POLITIQUE

États généraux sur la construction: la demande des syndicats n'intéresse pas les patrons

19/03/2014 03:26 EDT | Actualisé 19/05/2014 05:12 EDT
PC

MONTRÉAL - Les cinq organisations syndicales de la construction ont décidément fait chou blanc avec leur demande de tenir des états généraux sur l'industrie de la construction. Aucune des quatre associations patronales n'a accepté l'idée.

La Presse Canadienne a joint les quatre.
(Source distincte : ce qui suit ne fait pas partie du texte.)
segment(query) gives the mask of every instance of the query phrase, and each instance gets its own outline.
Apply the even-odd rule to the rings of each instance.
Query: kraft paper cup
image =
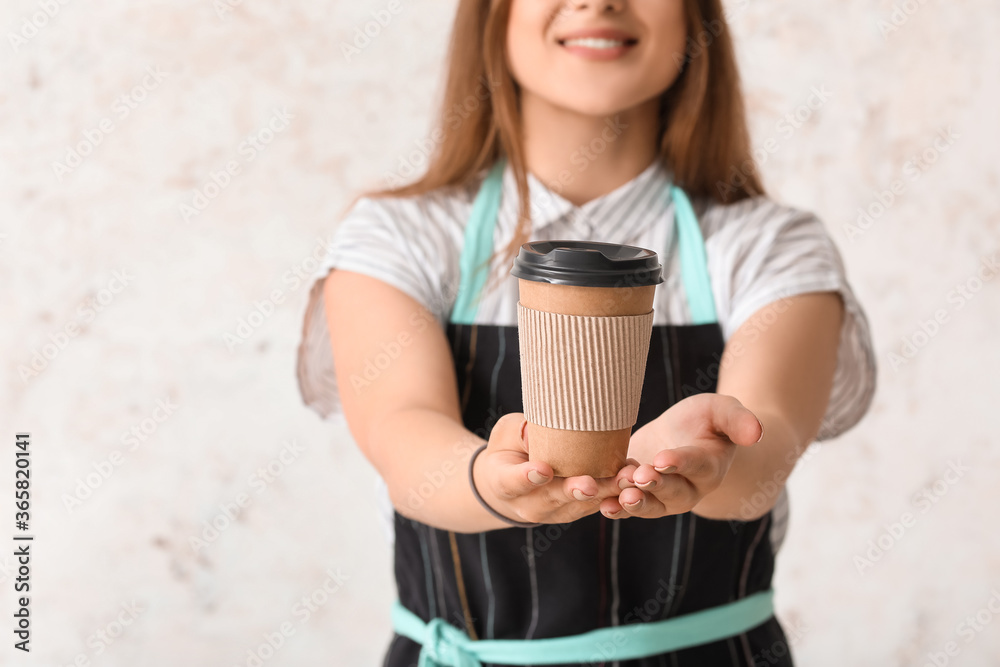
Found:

Deux associations patronales ont carrément rejeté l'idée; une ne se sent pas concernée et l'autre est opposée au projet tel que soumis, mais ne s'opposerait pas au principe de tenir des états généraux sur certains sujets.

Les associations patronales ont même écrit une lettre conjointe à la chef péquiste Pauline Marois, au chef libéral Philippe Couillard et au chef caquiste François Legault pour leur indiquer qu'elles étaient opposées à la tenue de tels états généraux dans le contexte actuel.
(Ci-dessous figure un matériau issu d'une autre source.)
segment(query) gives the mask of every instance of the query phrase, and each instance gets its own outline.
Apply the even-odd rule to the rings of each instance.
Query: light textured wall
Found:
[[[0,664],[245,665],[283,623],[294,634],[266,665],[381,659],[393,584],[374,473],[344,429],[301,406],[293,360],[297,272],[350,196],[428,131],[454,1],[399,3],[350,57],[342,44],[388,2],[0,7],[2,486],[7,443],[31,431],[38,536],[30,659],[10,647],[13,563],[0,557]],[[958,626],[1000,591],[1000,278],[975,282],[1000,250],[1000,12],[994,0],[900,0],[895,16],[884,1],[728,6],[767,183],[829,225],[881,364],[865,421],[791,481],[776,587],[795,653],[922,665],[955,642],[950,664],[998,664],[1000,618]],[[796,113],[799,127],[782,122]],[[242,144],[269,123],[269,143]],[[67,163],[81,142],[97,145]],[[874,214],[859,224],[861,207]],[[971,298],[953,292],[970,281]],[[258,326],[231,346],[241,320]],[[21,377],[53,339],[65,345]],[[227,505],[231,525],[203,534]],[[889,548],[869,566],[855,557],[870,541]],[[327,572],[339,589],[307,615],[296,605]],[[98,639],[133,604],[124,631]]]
Il y a deux semaines, la FTQ-Construction, le Conseil provincial du Québec des métiers de la construction (international), la CSD-Construction, la CSN-Construction et le Syndicat québécois de la construction avaient fait front commun pour revendiquer la tenue d'états généraux de l'industrie de la construction.

Les cinq voulaient y discuter de travail au noir, de productivité, d'organisation du travail, de planification des chantiers, de mobilité provinciale, entre autres.

L'Association de la construction du Québec (ACQ) avait déjà repoussé l'idée, le jour même où les cinq organisations syndicales l'avaient soumise publiquement.

Il importe de noter que l'ACQ s'affaire présentement à négocier les conventions collectives du secteur institutionnel, commercial et industriel avec les syndicats et que ces négociations s'avèrent difficiles.

Mercredi, c'était au tour de l'Association des entrepreneurs en construction du Québec de manifester son absence d'intérêt.

En entrevue, son directeur général, Pierre Dion, a dit croire que la demande syndicale ne serait qu'un «show de boucane» afin d'éviter de négocier les conventions collectives qu'il reste à négocier dans le secteur institutionnel, commercial et industriel. «Ils ne veulent pas discuter des demandes patronales», en conclut-il.

De plus, M. Dion estime que l'industrie de la construction est déjà scrutée sous toutes ses coutures actuellement et est l'objet de suffisamment d'intérêt médiatique.

De son côté, l'Association des constructeurs de routes et grands travaux du Québec s'est montrée moins catégorique.

En entrevue, sa directrice générale, Gisèle Bourque, a affirmé qu'elle n'est pas opposée d'emblée à la tenue d'états généraux sur l'industrie de la construction, mais qu'elle est opposée à la tenue de ceux qui ont été proposés par les cinq syndicats, parce qu'ils s'immisçaient dans le contenu de conventions collectives déjà négociées entre les parties.

«Il y a des sujets qu'il pourrait être intéressant de discuter ensemble. Nous, on est prêt à discuter de sujets, sauf s'ils sont déjà consacrés dans la convention collective. Les autres sujets, on serait ouvert à en discuter», a commenté Mme Bourque.

La quatrième association patronale, l'Association provinciale des constructeurs d'habitations du Québec, estime qu'elle n'est pas concernée par cette demande syndicale et la relie elle aussi à la négociation qui piétine dans le secteur institutionnel, commercial et industriel.